Google in the mean time did all kind of social stuff (just like Yahoo) and much of it failed (Buzz anyone?). It also launched Google Instant and that led to a rise of search queries in October. Google’s social search features: not impressed, don’t use them: isn’t it a wrong supposition to think that search results from our social circles are more relevant to what we seek?
So there are some doubts regarding Google. There weren’t that much before, did there?
The mobile and social search battle
And then there is Bing. It picks up search share (11.8 share in November, again a rise). Although Google still holds 66% of the market, the impact of Google Instant is already lost again in the numbers and Bing keeps coming on strong. Furthermore, let’s not forget Yahoo’s search is now powered by Bing in the States.
Last week Microsoft announced a whole new range of features for Bing. Key topics: mobile (oh yes, the future of search is very much a mobile one), social (same remark, replace mobile by social) and local (key in U.S., growing elsewhere).
There are enhancements for Windows Phone 7 (just released a month ago and focussing strongly on Bing) and for iPhone and Android applications (one of them being Autosuggest).
Next announcement: Bing Vision. Again in the mobile space: it allows you to use the camera of your smart phone to search on words that are detected in the image, should be able to look for business listings when you take a picture of where you are and obviously barcodes are supported as well.
And that’s far from all: a mobile application to share your location through social location-based services such as Windows Life Activity Stream but also Foursquare and king of social networks, Facebook, a new application for iPhone, integration with some other services etc.
I won’t mention all the other new features but one thing is clear. Bing is being appreciated for what it does and has been doing for a while, including for the desktop user. SEO (and also SMO) tool Raven, which I’ve been using for quite sometime, decided to make Bing its default search engine for all kinds of reasons.

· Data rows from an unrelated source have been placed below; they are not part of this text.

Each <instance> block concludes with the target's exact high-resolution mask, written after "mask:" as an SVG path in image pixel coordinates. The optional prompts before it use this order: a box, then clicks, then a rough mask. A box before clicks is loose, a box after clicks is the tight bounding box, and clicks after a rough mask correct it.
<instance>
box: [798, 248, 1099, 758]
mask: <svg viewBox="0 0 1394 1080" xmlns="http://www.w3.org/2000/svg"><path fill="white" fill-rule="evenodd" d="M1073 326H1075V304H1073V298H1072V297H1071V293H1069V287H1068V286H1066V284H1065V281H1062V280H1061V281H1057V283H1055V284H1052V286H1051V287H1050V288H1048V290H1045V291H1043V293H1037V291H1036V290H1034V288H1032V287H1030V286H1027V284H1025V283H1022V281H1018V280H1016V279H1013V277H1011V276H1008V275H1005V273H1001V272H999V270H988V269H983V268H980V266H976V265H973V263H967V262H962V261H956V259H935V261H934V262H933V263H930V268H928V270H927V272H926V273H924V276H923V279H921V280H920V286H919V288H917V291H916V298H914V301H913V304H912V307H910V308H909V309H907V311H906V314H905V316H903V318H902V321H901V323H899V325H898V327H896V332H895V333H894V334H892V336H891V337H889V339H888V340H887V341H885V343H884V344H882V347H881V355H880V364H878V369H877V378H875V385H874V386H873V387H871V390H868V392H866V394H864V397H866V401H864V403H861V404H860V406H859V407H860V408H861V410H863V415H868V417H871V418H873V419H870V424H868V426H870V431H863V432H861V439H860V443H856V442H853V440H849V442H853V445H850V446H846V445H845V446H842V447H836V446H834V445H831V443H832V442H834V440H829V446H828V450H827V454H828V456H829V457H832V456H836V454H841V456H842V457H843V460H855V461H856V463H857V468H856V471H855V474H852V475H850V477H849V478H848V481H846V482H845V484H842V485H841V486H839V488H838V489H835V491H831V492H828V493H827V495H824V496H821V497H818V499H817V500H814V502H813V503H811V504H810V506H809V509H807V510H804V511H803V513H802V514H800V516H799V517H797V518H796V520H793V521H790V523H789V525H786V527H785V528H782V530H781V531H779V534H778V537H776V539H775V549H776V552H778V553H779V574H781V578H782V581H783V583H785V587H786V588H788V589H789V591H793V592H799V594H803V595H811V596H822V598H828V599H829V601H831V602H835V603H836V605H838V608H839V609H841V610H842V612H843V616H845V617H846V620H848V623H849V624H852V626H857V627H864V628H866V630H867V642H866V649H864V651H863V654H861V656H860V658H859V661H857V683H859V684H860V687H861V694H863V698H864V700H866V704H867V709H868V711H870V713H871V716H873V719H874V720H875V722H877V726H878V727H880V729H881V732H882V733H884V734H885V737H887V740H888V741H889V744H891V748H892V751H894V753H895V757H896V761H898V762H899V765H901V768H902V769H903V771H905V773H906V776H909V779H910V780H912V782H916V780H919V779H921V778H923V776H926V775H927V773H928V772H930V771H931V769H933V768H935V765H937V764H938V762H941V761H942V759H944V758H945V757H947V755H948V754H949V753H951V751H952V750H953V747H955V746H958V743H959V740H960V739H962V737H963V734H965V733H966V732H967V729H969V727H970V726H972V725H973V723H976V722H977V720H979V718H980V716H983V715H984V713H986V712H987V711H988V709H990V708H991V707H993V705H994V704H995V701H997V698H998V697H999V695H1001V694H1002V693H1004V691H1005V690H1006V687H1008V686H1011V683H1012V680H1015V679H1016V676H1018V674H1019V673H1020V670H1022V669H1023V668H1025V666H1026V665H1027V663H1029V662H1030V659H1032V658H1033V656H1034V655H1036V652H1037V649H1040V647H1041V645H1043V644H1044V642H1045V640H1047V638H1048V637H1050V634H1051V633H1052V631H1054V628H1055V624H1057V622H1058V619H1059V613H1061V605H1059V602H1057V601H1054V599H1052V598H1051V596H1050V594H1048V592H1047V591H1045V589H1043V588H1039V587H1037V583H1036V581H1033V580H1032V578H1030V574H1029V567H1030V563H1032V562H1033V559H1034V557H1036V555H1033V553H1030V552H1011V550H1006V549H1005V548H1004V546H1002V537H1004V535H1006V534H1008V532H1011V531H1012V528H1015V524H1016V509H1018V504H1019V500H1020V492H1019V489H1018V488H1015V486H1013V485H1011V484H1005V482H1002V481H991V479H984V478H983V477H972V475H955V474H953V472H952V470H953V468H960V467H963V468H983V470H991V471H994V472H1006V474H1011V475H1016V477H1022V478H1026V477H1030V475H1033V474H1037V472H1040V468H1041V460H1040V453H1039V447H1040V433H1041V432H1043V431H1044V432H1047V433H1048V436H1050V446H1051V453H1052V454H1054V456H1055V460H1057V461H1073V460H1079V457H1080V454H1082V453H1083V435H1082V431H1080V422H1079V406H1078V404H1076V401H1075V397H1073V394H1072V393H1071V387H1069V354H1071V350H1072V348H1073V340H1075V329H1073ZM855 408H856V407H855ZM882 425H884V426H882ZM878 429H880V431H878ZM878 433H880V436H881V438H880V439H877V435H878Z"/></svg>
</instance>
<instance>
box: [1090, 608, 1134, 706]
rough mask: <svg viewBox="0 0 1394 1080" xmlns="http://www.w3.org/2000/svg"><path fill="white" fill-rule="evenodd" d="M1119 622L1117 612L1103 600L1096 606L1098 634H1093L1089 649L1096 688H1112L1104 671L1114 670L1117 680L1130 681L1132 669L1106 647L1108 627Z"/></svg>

Of course all this doesn’t mean anything yet. Yes, mobile search is growing, as is local and social. But mobile for instance still is relatively moderate (approx. 13% of all search quesries).
And let’s not forget that Google has Android. When I look at my Android Phone, the default screen shows the day and time but Google’s search box is just a slide away. And Android is moving fast in the mobile OS space, gaining ground consistently.
So, who will win the war for our desktop and mobile home page? No idea but I do know this: I use Bing as well now, I never did before.